A própria base do governo já aderiu ao que estamos aqui chamando de programa de transição, embora alguns erroneamente chamem de “antissistema” ou “populismo”.
Triste momento este para José Dirceu ao ter afirmado recentemente que a base eleitoral do petismo é de centro-direita. Fato é que a palavra de ordem “congresso inimigo do povo” ascendeu como uma explosão nos corações e mentes da classe trabalhadora. Hugo Motta recebeu o apelido cômico de Hugo Não-Se-Importa.
Sendo assim, parte do que aqui está escrito se torna relativamente supérfluo. Na maioria das vezes, a realidade concreta faz com que divergências políticas desapareçam. Talvez esse seja o caso.

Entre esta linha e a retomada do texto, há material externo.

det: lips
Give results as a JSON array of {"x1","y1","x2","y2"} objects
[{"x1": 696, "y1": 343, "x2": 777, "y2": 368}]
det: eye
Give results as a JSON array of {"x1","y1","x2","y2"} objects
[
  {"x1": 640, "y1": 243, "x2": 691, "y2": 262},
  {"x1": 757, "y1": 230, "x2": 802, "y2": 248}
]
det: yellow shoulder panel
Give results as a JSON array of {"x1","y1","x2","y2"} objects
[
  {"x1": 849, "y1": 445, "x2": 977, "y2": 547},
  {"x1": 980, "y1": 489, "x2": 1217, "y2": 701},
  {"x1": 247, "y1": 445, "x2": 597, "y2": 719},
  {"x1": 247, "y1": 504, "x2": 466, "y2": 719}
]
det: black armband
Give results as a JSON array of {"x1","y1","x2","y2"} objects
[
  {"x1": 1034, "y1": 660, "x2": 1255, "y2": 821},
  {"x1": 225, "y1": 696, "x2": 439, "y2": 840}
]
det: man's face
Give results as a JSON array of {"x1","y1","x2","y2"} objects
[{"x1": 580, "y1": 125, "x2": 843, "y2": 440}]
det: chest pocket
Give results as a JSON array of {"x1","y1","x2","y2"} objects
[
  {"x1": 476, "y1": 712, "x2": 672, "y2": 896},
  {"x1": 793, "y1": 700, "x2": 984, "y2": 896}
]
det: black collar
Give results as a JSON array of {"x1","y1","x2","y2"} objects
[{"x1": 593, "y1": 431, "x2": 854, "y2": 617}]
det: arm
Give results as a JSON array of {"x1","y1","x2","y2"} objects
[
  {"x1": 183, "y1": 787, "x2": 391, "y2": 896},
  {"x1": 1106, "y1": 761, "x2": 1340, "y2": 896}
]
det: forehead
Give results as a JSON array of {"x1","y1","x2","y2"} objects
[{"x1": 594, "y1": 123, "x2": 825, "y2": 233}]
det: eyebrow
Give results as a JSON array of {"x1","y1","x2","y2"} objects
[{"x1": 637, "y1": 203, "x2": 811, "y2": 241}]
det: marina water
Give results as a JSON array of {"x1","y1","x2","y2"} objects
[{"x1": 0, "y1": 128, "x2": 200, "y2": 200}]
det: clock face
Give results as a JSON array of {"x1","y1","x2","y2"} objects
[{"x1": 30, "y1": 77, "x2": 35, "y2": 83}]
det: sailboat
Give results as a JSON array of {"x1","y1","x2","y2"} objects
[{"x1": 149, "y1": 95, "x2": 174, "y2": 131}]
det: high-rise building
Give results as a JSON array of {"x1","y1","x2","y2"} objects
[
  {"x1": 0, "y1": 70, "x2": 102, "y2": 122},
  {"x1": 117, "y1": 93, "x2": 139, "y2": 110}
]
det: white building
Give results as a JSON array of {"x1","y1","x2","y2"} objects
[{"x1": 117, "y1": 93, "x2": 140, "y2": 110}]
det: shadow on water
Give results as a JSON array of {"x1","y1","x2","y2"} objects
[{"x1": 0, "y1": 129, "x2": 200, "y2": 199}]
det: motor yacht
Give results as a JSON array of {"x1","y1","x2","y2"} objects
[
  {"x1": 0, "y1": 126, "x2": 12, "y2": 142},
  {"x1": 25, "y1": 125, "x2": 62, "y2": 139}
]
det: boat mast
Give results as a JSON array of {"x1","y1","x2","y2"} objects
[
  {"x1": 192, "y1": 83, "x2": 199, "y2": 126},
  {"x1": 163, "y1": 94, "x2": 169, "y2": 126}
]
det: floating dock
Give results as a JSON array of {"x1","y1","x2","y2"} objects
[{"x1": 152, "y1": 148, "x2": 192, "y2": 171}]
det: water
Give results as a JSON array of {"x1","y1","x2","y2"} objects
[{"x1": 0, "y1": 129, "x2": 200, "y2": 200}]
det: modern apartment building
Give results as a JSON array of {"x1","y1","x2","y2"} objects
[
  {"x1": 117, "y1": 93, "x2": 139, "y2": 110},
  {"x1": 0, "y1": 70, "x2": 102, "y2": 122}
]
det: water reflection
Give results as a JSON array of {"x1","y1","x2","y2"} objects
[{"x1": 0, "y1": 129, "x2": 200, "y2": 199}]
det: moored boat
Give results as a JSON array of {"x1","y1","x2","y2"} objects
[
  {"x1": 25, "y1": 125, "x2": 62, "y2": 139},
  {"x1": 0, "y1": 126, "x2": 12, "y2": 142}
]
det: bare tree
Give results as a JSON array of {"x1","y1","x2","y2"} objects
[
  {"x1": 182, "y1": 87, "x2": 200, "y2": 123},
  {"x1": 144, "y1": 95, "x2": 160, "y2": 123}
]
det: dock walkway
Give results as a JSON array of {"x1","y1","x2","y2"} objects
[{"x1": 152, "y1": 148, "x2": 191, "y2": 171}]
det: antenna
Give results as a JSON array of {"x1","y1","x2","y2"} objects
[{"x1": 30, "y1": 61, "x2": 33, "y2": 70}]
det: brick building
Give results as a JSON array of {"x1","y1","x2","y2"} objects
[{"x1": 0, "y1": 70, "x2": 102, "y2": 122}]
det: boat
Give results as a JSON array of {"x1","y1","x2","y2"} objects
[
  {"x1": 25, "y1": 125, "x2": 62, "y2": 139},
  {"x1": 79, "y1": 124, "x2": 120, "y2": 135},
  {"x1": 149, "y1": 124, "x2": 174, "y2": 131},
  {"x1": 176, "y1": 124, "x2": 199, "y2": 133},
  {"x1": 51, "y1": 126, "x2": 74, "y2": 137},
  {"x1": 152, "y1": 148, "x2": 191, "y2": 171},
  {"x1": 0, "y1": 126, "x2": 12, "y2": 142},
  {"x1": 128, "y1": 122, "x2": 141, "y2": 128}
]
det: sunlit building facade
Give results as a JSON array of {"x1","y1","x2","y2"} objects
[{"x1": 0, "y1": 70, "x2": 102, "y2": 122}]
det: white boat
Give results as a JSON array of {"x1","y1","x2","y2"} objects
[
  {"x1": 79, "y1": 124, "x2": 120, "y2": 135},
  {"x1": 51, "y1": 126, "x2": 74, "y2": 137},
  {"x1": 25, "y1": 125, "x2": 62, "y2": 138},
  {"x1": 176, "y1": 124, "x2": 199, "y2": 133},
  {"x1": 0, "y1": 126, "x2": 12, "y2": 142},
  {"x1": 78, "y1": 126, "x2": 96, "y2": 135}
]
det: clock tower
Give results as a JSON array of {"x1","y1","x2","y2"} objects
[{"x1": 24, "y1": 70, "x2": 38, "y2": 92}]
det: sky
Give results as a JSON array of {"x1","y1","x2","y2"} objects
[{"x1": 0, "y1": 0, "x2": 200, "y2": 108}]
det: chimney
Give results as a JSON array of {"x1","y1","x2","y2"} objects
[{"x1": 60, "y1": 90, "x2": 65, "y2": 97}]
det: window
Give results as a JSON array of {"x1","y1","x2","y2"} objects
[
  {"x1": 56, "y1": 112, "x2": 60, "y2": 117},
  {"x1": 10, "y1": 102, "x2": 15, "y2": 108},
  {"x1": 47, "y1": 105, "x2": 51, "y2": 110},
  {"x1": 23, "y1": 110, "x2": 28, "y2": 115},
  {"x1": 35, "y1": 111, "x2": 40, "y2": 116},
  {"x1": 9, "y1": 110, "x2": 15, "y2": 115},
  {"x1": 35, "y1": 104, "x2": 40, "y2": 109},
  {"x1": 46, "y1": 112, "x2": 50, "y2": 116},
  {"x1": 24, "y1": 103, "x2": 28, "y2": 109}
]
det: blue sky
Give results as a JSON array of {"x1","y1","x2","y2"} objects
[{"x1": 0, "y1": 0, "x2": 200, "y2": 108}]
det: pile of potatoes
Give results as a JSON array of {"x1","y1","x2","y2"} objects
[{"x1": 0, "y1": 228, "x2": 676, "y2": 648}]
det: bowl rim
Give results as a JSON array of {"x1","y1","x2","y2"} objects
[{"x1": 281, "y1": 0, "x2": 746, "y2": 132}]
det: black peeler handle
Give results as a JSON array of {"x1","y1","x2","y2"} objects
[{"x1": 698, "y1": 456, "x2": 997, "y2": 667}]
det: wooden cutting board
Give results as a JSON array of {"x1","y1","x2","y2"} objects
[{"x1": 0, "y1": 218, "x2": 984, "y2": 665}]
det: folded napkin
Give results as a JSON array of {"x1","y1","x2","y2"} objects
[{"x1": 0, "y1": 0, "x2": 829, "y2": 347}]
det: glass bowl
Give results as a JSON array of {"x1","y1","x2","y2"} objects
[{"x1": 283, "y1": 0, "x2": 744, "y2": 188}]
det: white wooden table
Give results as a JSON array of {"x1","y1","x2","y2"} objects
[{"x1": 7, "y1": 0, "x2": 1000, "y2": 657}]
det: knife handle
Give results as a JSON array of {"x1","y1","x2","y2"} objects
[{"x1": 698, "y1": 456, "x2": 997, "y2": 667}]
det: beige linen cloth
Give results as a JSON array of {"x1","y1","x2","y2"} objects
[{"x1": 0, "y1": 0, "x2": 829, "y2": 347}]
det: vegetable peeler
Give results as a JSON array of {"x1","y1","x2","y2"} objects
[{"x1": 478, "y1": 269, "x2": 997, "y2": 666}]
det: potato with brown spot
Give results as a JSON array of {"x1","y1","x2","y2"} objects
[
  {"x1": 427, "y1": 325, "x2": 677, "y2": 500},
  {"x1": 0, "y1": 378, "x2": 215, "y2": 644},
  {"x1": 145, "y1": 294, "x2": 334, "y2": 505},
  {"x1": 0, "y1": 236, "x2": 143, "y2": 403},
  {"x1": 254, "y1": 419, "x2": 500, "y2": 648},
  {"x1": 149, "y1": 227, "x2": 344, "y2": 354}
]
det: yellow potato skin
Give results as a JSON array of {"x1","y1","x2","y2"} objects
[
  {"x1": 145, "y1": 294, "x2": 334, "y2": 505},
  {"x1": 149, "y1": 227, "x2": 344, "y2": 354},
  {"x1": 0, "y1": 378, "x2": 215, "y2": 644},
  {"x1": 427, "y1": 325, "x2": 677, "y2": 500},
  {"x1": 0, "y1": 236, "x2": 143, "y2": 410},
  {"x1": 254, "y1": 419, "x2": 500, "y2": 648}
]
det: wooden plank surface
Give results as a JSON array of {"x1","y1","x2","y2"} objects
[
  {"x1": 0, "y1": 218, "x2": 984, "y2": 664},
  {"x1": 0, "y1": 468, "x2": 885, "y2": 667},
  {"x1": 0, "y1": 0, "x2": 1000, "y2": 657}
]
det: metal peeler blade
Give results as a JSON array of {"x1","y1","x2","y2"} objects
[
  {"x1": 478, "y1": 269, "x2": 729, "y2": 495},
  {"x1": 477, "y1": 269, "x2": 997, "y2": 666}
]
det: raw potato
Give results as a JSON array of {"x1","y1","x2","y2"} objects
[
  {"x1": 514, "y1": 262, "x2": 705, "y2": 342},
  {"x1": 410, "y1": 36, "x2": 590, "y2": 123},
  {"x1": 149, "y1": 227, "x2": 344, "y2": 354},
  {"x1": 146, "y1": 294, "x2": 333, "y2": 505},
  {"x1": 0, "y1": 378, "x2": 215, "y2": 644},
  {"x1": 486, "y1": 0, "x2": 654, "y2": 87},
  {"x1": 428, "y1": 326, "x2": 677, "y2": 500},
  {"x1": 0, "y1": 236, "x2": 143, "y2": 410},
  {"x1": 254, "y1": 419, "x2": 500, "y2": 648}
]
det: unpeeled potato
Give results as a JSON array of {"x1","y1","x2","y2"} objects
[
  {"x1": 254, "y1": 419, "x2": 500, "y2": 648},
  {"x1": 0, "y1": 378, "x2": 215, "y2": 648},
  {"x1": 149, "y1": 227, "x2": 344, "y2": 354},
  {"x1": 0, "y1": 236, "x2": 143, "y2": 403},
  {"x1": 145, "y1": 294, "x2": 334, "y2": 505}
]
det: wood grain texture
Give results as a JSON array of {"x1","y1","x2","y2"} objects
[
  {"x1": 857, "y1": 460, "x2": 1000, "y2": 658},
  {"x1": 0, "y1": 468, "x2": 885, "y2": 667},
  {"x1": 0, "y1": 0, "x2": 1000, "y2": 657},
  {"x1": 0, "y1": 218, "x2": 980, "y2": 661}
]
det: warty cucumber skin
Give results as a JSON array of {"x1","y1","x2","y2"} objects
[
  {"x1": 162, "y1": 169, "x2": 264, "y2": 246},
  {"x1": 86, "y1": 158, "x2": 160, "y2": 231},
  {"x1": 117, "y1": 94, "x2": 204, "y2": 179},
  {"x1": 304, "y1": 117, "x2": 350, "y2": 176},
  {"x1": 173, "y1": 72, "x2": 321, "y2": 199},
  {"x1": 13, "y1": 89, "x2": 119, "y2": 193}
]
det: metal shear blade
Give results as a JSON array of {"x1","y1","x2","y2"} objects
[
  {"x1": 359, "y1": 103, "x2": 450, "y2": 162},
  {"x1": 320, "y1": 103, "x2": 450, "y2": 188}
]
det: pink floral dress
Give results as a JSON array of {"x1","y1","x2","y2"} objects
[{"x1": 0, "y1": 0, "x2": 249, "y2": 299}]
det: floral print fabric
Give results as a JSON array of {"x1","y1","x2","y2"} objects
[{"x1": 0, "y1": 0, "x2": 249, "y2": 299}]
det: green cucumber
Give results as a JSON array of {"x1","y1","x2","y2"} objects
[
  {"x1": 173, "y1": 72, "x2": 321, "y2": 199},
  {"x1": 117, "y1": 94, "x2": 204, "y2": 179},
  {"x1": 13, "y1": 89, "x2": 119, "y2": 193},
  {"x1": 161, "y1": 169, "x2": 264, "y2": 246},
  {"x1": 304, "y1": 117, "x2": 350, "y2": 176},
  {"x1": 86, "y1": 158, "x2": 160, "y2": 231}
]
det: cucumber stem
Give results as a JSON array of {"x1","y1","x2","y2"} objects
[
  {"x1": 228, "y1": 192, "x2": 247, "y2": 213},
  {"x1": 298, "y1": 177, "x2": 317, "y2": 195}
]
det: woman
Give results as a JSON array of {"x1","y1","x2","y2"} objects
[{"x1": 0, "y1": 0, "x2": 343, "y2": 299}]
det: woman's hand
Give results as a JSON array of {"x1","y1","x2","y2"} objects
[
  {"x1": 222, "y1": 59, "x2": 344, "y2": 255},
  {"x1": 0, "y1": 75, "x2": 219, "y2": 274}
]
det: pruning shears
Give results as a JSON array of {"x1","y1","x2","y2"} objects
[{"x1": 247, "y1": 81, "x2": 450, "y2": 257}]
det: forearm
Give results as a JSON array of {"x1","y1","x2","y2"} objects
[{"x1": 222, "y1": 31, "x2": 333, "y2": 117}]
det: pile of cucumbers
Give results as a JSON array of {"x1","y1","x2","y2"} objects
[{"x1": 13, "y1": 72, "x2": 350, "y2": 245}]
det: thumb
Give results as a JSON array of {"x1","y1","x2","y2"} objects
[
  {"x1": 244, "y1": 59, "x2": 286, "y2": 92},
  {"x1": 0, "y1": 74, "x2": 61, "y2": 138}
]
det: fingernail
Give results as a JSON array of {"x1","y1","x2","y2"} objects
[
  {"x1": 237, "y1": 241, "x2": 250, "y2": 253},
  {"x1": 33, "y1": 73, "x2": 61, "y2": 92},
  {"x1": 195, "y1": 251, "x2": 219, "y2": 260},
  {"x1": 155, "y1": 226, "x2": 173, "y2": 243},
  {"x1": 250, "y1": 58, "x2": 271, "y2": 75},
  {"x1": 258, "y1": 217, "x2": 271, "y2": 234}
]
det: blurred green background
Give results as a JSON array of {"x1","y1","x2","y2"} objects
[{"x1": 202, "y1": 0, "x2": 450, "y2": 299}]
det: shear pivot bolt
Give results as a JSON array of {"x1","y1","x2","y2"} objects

Um verdadeiro aceno de esperança e uma prova do caráter promissor da unidade enquanto o único caminho possível para nos posicionarmos na luta contra as investidas reacionárias da autocracia brasileira.
Esses acenos já foram testados pelo petismo em outros momentos, não resultando em alterações estratégicas e, portanto, se comprovando ineficazes. Está havendo uma mudança qualitativa no programa petista. A pergunta que resta, portanto, é: essa mudança se consolidará?
Ter Edinho na presidência do partido não facilita nosso trabalho. Entretanto, a palavra final será dada pela luta de classes. O quanto o próprio petismo estará disposto a armar uma nova estratégia dependerá do acúmulo de forças até a próxima eleição. O importante, neste momento, é não deixar a peteca cair.